Man sollte sich als erstes das klarmachen, was Siegfried Kracauer die "auratische Gesamtwirkung" genannt hat. Man sollte also die Aura analysieren, die diese Musik umweht: nämlich eine Ästhetisierung von Gewalt – und zwar auch dort, wo es vordergründig nicht um Gewalt geht. Schauen Sie zum Beispiel auf die Gruppenkonstruktion in Rechtsrock-Texten. Da wird die Wir-Gruppe stets als Kollektiv beschrieben, das von außen bedroht ist. Und die Gegner sind keine Gegner auf Augenhöhe, sondern weltanschauliche Feinde, die verschiedenen Vernichtungsphantasien preisgegeben werden, denen das Lebensrecht und das Menschsein abgesprochen werden. Dies zieht sich wie ein roter Faden durch rechtsextreme Musiktexte. Kracauer und Walter Benjamin haben dieses Muster in faschistischen Texten der 1920er und 1930er Jahre beschrieben, und ihre Analyse stimmt heute noch.
Gibt es etwas, das musikalisch auffällt an rechtsextremer Musik? Sind Melodie und Rhythmus irgendwie besonders?
Nein, das glaube ich nicht. Natürlich sind rechtsextreme Songs oft musikalisch eingängig gemacht. Aber das ist nichts Besonderes, das ist bei Schlagern genauso. Auch dort wird ja Emotion nicht nur textlich transportiert, sondern auch über den Notensatz: Melodieabläufe wiederholen sich, der Rhythmus ist gleichmäßig. Der Mechanismus ist einfach: Ein gleichmäßiger Verlauf von Melodie und Rhythmus mobilisiert, ein ungleichmäßiger Verlauf irritiert. Ersteres formt das Publikum leichter zu einer Masse als letzteres.
Aber das ist, wie gesagt, nicht nur bei rechtsextremer Musik so. Deshalb ist es auch wenig überraschend, dass Frank Rennicke …
… der momentan wohl populärste rechtsextreme Liedermacher …

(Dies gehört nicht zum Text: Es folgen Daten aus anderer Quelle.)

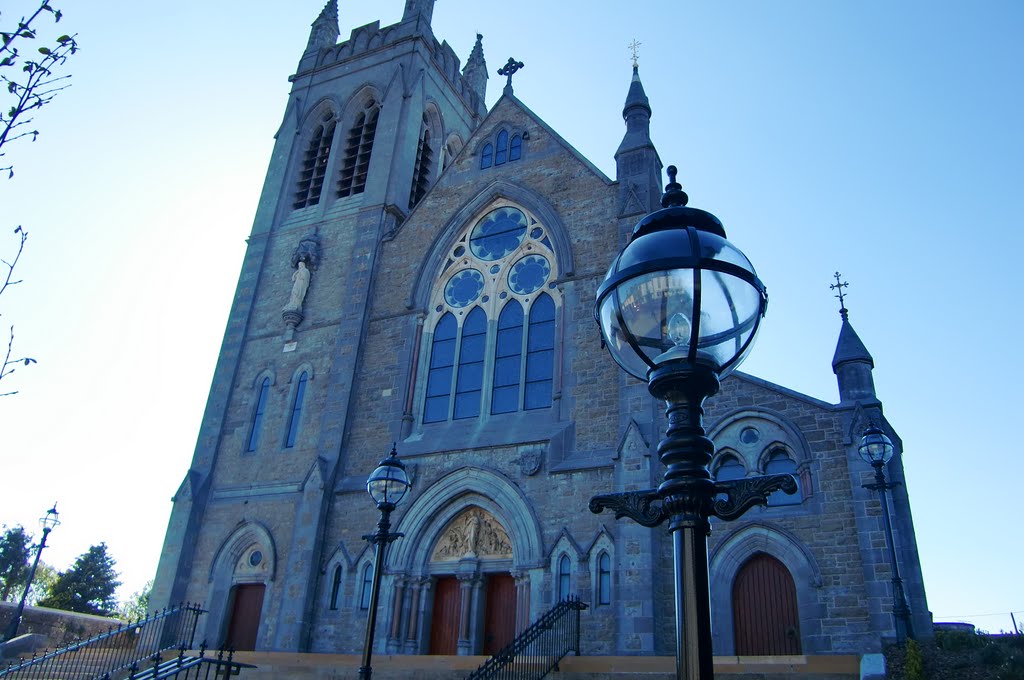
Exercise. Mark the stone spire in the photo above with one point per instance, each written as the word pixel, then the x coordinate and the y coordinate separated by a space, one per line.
pixel 418 8
pixel 475 75
pixel 638 168
pixel 325 30
pixel 852 364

… jemanden wie Reinhard Mey so grandios findet. Mey hat Melodien geschaffen, die sehr eingängig sind, die hierzulande praktisch jeder im Kopf hat. Rechtsextreme Musiker bedienen sich gern Varianten eingängiger Melodien, bei denen sie einen hohen Bekanntheitsgrad voraussetzen können. Das gilt ebenso für Rechtsrock-Bands wie Hassgesang, die sich an Mainstream-Punkrock im Stil der Toten Hosen anlehnen. Rechtsextreme Musikproduzenten leben ja nicht im kulturellen Outback. Sie hören jeden Tag Radio, sie merken, was funktioniert und adaptieren es, um ebenfalls beim Publikum anzukommen.
Aber natürlich gibt es auch Musik, die nach außen gar nicht attraktiv sein will, sondern sich ausschließlich an die eigene Kernklientel richtet. Wenn bei einem Rechtsrock-Konzert irgendwann SA-Lieder gesungen werden, geht es nicht mehr um irgendeine Anschlussfähigkeit an eine breitere Jugendkultur. Wenn da angestimmt wird: "Hoch auf dem gelben Wagen, sitz’ ich beim Führer vorn…" – dann soll das nicht attraktiv sein, sondern dient der Selbstvergewisserung.
Es gibt also keine typische Begleitmusik zu Neonazi-Liedtexten?
Die Grenzen dessen, was im Bereich rechtsextremer Musik möglich ist, sind unglaublich weit geworden …
… und inzwischen existiert sogar NS-Hip-Hop, obwohl dieser Musikstil doch eigentlich aus der afroamerikanischen Jugendkultur stammt.
Wenn Sie mich fragen, ob es irgendwann auch Jazz oder Reggae mit rechtsextremen Texten geben könnte – keine Ahnung. Eigentlich dürfte es nicht gehen. Denn in der Kernlogik neonazistischer Ideologie ist das alles, um mit Richard Wagner zu sprechen, Ausfluss des "Judentums in der Musik". In der Logik von Nazis haben Jazz, Rock und Hip-Hop einen zersetzenden Einfluss auf die angeblich urdeutsche Kultur. Für viele rechtsextreme Musikproduzenten ist das aber nur ein musiktheoretisches Problem, weil sie politisch-strategisch denken und zur Musik ein instrumentelles Verhältnis haben: Sie nehmen halt, was ihnen hilft, Inhalte an Leute zu bringen. Ideologische Widersprüche sind da erst einmal egal.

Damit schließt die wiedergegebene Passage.